Urban sound classification is essential for effective sound monitoring and mitigation strategies, which are critical to addressing the negative impacts of noise pollution on public health. While existing methods predominantly rely on Short-Term Fourier Transform (STFT)-based features like Mel-Frequency Cepstral Coefficients (MFCC), these approaches often struggle to identify the dominant sound in noisy environments. This gap in robustness limits the practical deployment of such systems in real-world urban settings, where noise levels are unpredictable and variable.
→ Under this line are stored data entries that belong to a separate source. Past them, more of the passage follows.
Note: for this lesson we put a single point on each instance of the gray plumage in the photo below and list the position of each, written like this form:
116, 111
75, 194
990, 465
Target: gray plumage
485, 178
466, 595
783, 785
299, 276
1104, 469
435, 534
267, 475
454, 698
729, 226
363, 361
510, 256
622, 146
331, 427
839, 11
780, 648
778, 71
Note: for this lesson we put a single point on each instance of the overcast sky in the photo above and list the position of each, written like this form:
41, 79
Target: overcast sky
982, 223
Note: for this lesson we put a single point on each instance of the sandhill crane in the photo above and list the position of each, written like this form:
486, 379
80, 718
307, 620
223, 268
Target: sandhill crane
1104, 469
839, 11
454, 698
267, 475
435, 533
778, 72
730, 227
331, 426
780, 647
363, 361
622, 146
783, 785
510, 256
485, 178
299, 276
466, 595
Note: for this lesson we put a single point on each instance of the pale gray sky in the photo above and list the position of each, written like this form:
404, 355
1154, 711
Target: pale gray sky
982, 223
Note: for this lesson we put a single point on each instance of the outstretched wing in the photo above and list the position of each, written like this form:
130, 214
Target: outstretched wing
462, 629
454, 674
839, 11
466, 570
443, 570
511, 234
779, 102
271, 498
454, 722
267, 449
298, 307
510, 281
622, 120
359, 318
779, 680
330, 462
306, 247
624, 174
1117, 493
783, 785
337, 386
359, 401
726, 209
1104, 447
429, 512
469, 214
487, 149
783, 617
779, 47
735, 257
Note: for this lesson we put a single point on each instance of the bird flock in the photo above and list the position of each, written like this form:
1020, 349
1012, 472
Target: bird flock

Here, we introduce Smoothed Pseudo-Wigner–Ville Distribution-based MFCC (SPWVD-MFCC), a novel feature that merges SPWVD’s high time–frequency resolution with MFCC’s human-like auditory sensitivity. We further propose a dual-stream ResNet50-CNN-LSTM architecture to classify these features. Comprehensive experiments conducted on UrbanSound8K, UrbanSoundPlus, and DCASE2016 datasets demonstrate that the proposed SPWVD-MFCC significantly improves classification accuracy in noisy conditions, with an enhancement of up to 37.2% over traditional STFT-based methods and better robustness than existing approaches. These results indicate that the proposed approach addresses a critical gap in urban sound classification by providing enhanced robustness in low-SNR environments. This advancement improves the reliability of urban noise monitoring systems and contributes to the broader goal of creating healthier urban living environments by enabling more effective noise-control strategies.

查看原文本刊更多论文

基于SPWVD-MFCC和双流分类器的噪声环境下城市声音鲁棒分类方法

城市声音分类对于有效的声音监测和缓解战略至关重要，这对于解决噪声污染对公众健康的负面影响至关重要。虽然现有的方法主要依赖于基于短期傅里叶变换（STFT）的特征，如Mel-Frequency倒谱系数（MFCC），但这些方法往往难以识别嘈杂环境中的主导声音。这种鲁棒性上的差距限制了这种系统在现实世界城市环境中的实际部署，因为城市环境中的噪音水平是不可预测和可变的。本文介绍了基于平滑伪wigner - ville分布的MFCC (SPWVD-MFCC)，这是一种融合了SPWVD的高时频分辨率和MFCC的类人听觉灵敏度的新特征。我们进一步提出了一种双流ResNet50-CNN-LSTM架构来对这些特征进行分类。在UrbanSound8K、UrbanSoundPlus和DCASE2016数据集上进行的综合实验表明，所提出的SPWVD-MFCC显著提高了噪声条件下的分类精度，比传统的基于stft的方法提高了37.2%，鲁棒性优于现有方法。这些结果表明，该方法通过在低信噪比环境中提供增强的鲁棒性，解决了城市声音分类的关键空白。这一进步提高了城市噪声监测系统的可靠性，并有助于通过实现更有效的噪声控制策略来创造更健康的城市生活环境。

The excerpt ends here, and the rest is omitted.